Baker scales back plan for health care


Baker scales back plan for health care fee on employers

The new proposal uses an existing assessment that almost all companies already pay, called the employer’s contribution to medical care, or EMAC, to raise money. This contribution would increase from $ 51 to $ 77 per employee.

But employers whose workers currently receive public health benefits would pay up to $ 750 more per worker.

The new tax would increase about 200 million dollars in the next fiscal year.

In another sweetener for the business world, the administration proposed to change rates of unemployment insurance that employers pay increases less than two years.

Several business groups said on Tuesday they no longer oppose the charges proposed by the governor. They said they appreciated the fact that the evaluation would be temporary and more focused on companies whose employees rely on MassHealth.

“We should examine where we started in January,” said Jon Hurst, president of the Massachusetts Retailers Association. “Compared to what was first deployed, it’s much better.”

But everyone was not ready to let the management plan. The Greater Boston Chamber of Commerce, one of the most vocal groups on the subject, declined to comment, and the house lacked a list of pro-business sound fragments distributed by the administration.

Lora Pellegrini, president of the Massachusetts Health Plans Association, called the new proposals “in general … a positive development.”
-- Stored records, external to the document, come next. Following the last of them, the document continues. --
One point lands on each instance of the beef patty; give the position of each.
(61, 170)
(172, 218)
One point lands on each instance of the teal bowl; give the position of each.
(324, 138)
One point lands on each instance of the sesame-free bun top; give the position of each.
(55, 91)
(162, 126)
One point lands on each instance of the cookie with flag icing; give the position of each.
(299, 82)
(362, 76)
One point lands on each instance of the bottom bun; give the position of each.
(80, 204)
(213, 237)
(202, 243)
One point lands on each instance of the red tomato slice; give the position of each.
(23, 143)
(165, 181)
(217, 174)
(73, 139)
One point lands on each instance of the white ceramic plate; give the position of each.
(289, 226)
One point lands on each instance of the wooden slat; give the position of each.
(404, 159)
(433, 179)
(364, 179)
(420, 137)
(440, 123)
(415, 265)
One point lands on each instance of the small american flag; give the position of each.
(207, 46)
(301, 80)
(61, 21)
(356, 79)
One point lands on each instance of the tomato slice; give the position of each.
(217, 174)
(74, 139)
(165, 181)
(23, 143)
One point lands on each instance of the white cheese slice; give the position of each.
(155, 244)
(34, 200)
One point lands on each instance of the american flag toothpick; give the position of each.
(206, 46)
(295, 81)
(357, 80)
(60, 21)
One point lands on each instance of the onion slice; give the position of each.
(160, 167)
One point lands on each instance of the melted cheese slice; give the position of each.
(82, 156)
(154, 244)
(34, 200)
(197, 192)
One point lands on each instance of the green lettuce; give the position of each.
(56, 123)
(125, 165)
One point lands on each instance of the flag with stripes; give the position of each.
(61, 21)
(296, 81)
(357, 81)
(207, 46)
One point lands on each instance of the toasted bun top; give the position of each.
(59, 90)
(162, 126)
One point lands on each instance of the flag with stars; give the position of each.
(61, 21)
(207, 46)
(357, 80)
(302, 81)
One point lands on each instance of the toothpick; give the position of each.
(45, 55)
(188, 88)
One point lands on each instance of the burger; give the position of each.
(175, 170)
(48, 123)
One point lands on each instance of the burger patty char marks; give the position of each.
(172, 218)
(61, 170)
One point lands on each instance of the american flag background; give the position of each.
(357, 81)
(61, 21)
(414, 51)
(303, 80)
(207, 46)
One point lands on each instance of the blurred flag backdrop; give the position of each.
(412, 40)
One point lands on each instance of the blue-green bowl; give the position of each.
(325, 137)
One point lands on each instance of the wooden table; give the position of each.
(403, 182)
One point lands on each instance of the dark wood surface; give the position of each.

“By working with the business world, they found a place of commitment,” Pellegrini said. “They also developed strategies to reduce the cost of MassHealth enrollment and implement market-based solutions for the commercial market.”

Administration officials have called for a number of changes in MassHealth – including strengthening eligibility rules and prescription drug coverage – to projeteront that save the state another $ 115 million dollars per year. MassHealth, which is jointly funded by federal and state governments, provides coverage to about 1.9 million Massachusetts residents, including the poor and the disabled.

Following a strategy used by commercial insurers, management wants to limit the number of MassHealth-like drugs to a particular condition. For example, if there are four drugs available for treatment of a particular condition, officials can not afford the two most cost-effective.

Secretary of the Treasury Baker Kristen Lepore called on House and Senate budget leaders to include the administration’s proposals in the spending plan that they complete for the fiscal year beginning July 1.

“While our government has made it a priority to control MassHealth spending and slowed its growth rate over the past two years, additional steps must be taken to curb program growth,” Lepore said in a letter to Senator Karen E. Spilka and Representative Brian S. Dempsey.

Through his spokesman, Spilka and Dempsey did not comment Tuesday, other than to say that they consider the latest proposal of the administration.